SE-0390: @noncopyable structs and enums

I'd like to experiment with non copyable types with SQLite statements. Those are objects that should not have several users - for example if the database rows fetched from a statement are iterated by two consumers, none will get the rows it expects. I currently put advice against statement sharing in the documentation: move-only types look like a good fit.

But I can't start experimenting.
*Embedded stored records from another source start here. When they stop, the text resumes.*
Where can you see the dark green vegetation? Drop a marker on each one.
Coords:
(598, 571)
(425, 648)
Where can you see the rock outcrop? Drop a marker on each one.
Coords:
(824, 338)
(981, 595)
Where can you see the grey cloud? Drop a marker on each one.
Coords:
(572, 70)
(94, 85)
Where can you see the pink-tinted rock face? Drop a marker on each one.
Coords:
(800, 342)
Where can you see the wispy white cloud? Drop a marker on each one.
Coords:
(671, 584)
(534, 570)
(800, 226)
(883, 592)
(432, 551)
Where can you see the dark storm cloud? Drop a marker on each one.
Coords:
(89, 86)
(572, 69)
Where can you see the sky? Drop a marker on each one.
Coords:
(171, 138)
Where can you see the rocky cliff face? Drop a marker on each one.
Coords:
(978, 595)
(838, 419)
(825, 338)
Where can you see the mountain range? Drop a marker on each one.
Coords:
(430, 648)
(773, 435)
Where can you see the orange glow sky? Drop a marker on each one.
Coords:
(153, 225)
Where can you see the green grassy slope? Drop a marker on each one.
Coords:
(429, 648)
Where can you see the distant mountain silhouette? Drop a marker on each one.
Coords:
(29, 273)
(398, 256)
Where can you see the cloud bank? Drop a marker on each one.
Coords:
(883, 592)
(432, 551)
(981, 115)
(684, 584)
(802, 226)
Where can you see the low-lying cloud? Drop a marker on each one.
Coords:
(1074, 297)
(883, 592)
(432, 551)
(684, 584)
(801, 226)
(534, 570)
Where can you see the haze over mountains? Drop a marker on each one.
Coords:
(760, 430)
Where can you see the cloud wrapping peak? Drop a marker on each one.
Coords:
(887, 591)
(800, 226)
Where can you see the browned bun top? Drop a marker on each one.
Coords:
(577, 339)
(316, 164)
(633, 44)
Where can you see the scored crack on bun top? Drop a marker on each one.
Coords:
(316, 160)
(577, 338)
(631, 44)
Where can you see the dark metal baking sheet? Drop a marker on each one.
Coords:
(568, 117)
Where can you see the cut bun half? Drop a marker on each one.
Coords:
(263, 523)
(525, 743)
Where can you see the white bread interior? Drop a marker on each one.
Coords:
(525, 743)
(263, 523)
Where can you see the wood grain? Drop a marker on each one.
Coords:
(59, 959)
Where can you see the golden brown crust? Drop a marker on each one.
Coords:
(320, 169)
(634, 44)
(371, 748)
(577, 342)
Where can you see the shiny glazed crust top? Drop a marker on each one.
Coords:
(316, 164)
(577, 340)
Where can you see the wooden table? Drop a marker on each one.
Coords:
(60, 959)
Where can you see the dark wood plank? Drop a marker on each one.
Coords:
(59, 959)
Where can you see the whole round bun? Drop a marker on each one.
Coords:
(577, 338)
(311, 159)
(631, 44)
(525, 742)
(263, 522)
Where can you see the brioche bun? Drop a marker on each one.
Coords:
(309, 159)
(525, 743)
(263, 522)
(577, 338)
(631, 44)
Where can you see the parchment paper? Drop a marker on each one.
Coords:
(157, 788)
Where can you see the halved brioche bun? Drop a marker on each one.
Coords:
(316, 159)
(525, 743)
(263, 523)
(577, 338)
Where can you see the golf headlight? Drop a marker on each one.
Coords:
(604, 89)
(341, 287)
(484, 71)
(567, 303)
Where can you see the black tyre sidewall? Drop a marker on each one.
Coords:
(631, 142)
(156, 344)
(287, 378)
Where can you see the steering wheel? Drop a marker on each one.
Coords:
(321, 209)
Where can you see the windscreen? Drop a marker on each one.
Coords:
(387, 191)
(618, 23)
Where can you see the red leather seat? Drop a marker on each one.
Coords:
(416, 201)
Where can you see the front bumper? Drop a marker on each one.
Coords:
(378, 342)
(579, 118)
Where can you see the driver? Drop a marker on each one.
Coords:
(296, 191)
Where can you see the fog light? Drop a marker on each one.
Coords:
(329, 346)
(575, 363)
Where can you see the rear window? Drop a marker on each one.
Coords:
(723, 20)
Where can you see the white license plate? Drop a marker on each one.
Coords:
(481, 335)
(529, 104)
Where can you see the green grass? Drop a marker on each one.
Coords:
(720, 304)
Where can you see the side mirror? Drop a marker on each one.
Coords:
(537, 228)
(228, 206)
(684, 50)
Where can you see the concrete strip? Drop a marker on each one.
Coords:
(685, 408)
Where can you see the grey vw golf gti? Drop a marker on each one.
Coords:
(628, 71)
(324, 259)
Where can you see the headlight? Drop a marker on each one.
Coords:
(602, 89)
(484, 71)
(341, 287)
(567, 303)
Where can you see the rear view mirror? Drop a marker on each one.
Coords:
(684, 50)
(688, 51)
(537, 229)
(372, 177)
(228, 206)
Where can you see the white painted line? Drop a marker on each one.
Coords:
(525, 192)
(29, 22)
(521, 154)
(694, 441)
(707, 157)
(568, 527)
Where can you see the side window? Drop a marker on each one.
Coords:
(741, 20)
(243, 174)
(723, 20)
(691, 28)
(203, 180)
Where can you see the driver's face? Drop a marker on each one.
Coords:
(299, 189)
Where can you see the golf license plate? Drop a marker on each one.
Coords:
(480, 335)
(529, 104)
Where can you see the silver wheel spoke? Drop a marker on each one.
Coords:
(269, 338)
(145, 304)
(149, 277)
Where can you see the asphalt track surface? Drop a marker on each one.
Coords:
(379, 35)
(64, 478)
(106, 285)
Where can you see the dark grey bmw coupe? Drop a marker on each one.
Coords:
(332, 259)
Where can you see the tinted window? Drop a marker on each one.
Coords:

The linked toolchain macOS #583 won't run with the following dialog (developer not verified):

/Library/Developer/Toolchains/swift-PR-63783-583.xctoolchain/usr/bin/swift package build

And GRDB version 6.8.0 won't build
with the latest available toolchain swift-DEVELOPMENT-SNAPSHOT-2023-02-23-a.xctoolchain aka org.swift.57202302231a:

$ /Library/Developer/Toolchains/swift-DEVELOPMENT-SNAPSHOT-2023-02-23-a.xctoolchain/usr/bin/swift build
...
error: compile command failed due to signal 6 (use -v to see invocation)
Failed to reconstruct type for $sScs12ContinuationVyxq__GD
Original type:
(struct_type decl=_Concurrency.(file).AsyncThrowingStream.Continuation
  (parent=bound_generic_struct_type decl=_Concurrency.(file).AsyncThrowingStream
    (generic_type_param_type depth=0 index=0 decl=_Concurrency.(file).AsyncThrowingStream.Element)
    (generic_type_param_type depth=0 index=1 decl=_Concurrency.(file).AsyncThrowingStream.Failure)))
...
4.	While evaluating request IRGenRequest(IR Generation for file "/Users/groue/Documents/git/groue/GRDB.swift/GRDB/ValueObservation/SharedValueObservation.swift")
5.	While emitting IR SIL function "@$s4GRDB22SharedValueObservationC6values15bufferingPolicyAA05AsynccD0VyxGScs12ContinuationV09BufferingG0Oyxs5Error_p__G_tFfA_".
 for expression at [/Users/groue/Documents/git/groue/GRDB.swift/GRDB/ValueObservation/SharedValueObservation.swift:372:90 - line:372:91] RangeText="."
...

I think the toolchain should show up under Privacy & Security system settings pane for you to "allow anyway" after that happens. The blunt hammer of xattr -rc swift*.xctoolchain might do the trick if that doesn't.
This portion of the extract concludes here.